No te confundas, no soy un mosquito.
Ni estoy loco.
Simplemente me siento un poquito mal.
De no extraer sangre.
Y de escuchar voces que me invitan a seguir.
Pero no sé cómo.
Estas alucinaciones auditivas
Este delirio.

Sangría suena mejor que flebotomía.
Ambas riman con quería, podía, debía, tenía, huía y volvería.
Pero no estoy loco.
Ya sé que no importa.
Mientras, seguiré echando de menos la sangre.
Con la cantidad de opiáceos endógenos. Y todo lo demás
Me drogaba y me hacían sentir bien.
Por eso estoy un poquito mal.
Tengo síndrome de abstinencia.
Porque soy un flebótomo.
Y me estimulo con las endorfinas de la sangre que chupo.
La del miedo.
La del placer.

Brillaba como un diamante

Continuación de Wien, Babylon

Con el vaso en la mano, de Absolut «neat», avancé de una habitación a otra.
No había mucha luz.
Intentaba mantener el equilibro sin chocar.
Sin derramar ni una gota del líquido contenido en un vaso ancho y helado.
On the rocks.
Como mi alma.
Pero con gotitas de líquido transparente chorreando.
Como mis lágrimas.
Como mi ropa, empapada por la lluvia.

En Babylon.
Vestido, fui comprobando la carne desnuda como el mercader en la subasta.
Había mucha.
Toda expuesta.
Para consumir como amor rápido.
O con lentitud. Saboreándola
La música era fácilmente reconocible. Whitney.
El otro sonido, superpuesto, eran sólo jadeos y susurros.
Al oído.
En los oídos.
En el cerebro colectivo que gobernaba la fiesta.

De repente, me la encontré. También vestida.
Casi fue un choque frontal.
De trenes.
Ella no apartó la mirada de mis ojos.
Brillantes.
Febriles.
Como su corazón.
Pero no como mi alma.
La abracé.
Temblaba.
Ella no.
La cogí de la mano y me apartó en un rincón.

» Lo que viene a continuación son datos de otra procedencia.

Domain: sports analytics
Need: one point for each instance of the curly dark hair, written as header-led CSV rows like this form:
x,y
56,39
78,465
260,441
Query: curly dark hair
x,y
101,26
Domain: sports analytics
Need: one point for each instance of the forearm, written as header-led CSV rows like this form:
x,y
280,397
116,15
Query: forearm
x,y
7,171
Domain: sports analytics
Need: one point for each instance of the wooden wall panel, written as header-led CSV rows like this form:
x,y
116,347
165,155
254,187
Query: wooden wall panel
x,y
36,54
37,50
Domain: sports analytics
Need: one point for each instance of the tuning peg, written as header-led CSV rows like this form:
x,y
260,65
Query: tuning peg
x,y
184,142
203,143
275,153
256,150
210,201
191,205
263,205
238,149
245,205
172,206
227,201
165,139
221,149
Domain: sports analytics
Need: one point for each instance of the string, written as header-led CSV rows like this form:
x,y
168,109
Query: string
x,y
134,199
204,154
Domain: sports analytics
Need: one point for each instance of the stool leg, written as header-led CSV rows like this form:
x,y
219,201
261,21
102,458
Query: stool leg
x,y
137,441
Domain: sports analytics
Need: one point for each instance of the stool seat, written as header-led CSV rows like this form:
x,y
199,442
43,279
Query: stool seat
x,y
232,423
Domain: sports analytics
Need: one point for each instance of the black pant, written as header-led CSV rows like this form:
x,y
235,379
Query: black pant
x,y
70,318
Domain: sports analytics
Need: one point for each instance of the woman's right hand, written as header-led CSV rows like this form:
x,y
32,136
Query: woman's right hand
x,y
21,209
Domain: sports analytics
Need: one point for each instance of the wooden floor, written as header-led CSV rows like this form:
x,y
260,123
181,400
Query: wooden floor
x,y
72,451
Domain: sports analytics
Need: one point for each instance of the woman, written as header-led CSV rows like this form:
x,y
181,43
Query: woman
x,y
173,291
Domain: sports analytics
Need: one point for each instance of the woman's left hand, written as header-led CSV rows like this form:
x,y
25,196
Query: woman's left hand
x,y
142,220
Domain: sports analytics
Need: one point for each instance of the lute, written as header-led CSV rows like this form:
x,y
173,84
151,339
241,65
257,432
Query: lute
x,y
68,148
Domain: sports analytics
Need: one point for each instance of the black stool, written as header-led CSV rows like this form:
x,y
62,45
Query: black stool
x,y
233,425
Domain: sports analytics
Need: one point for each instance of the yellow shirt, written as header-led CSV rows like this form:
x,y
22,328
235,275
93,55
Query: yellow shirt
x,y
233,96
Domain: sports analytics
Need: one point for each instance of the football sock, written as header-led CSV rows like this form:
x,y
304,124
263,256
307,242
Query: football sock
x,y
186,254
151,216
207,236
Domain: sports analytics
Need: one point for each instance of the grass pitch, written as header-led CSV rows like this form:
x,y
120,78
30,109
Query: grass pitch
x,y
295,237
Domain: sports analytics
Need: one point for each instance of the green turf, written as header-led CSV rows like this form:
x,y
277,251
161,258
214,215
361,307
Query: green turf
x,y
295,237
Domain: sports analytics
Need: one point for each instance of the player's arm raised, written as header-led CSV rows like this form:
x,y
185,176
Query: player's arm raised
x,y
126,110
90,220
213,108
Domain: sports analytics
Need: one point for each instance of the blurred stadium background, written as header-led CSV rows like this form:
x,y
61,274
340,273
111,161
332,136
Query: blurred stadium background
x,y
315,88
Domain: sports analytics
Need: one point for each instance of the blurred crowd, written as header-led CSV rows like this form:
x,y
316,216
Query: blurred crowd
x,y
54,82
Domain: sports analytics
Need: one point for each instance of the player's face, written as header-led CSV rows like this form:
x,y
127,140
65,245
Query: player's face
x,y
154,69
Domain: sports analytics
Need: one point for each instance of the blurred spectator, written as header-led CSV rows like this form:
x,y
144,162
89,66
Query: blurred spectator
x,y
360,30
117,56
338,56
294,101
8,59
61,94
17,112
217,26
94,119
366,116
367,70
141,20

Sin miedo, se desnudó sólo para mis ojos.
Se sentó.
Separó las piernas.
Brillaba como un diamante.
En el infierno.

Impar

Fue el tercero en nacer.
De una cesárea de trillizos.
Y siempre fue el tercero en discordia.

Aquello le marcó para el resto de sus días.
Porque aquello no le dejaba acomodarse en el lugar del mundo que él creía merecer.
Él pensaba que era el mayor.
Que tenía que haber salido el primero.

No podía deshacerse de la idea de que cuando sus ojos vieron la luz, entre las piernas de su madre, su padre y su madre ya estaban entretenidos con los otros dos.
A él le cogió una desconocida.
Por eso no lloró.
Gruñó.

Desde entonces siempre ha sentido desplazado.
Era el que menos mamaba.
Era el que menos crecía.
Era el que menos jugaba.
Era el que menos dormía.
Era el único que no salía en las fotos.
Era al que menos querían.

Él era impar. ¡Hijos de puta!

La mujer que le puso voz a la app

Iba sentada en un tren.
Con destino a ninguna parte.
Un teléfono sonó justo detrás de su asiento.
Como esos miles y miles de teléfonos que suenan en los trenes.

Y sus propietarios los toman en la mano. Y los acarician.
Como no lo hacen con ella.
Y los tocan.
Como no se lo hacen a ella.
Con pasión. O con cariño.
Porque ya no se ve.
Porque ella misma cree que es invisible.

Esta vez el propietario del dispositivo no contestó.
El teléfono continuó sonando hasta el aburrimiento.
No debía estar interesado.
O estaba ocupado en otra tarea.
O era una llamada equivocada.
A ella le daba igual.
Por fin, paró.

-¿Quiere seguir jugando?

Esa pregunta le sobresaltó. Casi le hizo temblar.
Como si viniera del mundo de los no vivos, escuchó su voz.
Su propia voz.
Justo detrás de ella.
¿Se estaba hablando a si misma?

Pero de repente recordó.
Hace años, cuando era más joven.
Y menos invisible.
Grabó una serie de frases.
Para un juego.
Para una app.
Para una productora.
Para una compañía.

Y el propietario del teléfono, que no había contestado la llamada, respondió.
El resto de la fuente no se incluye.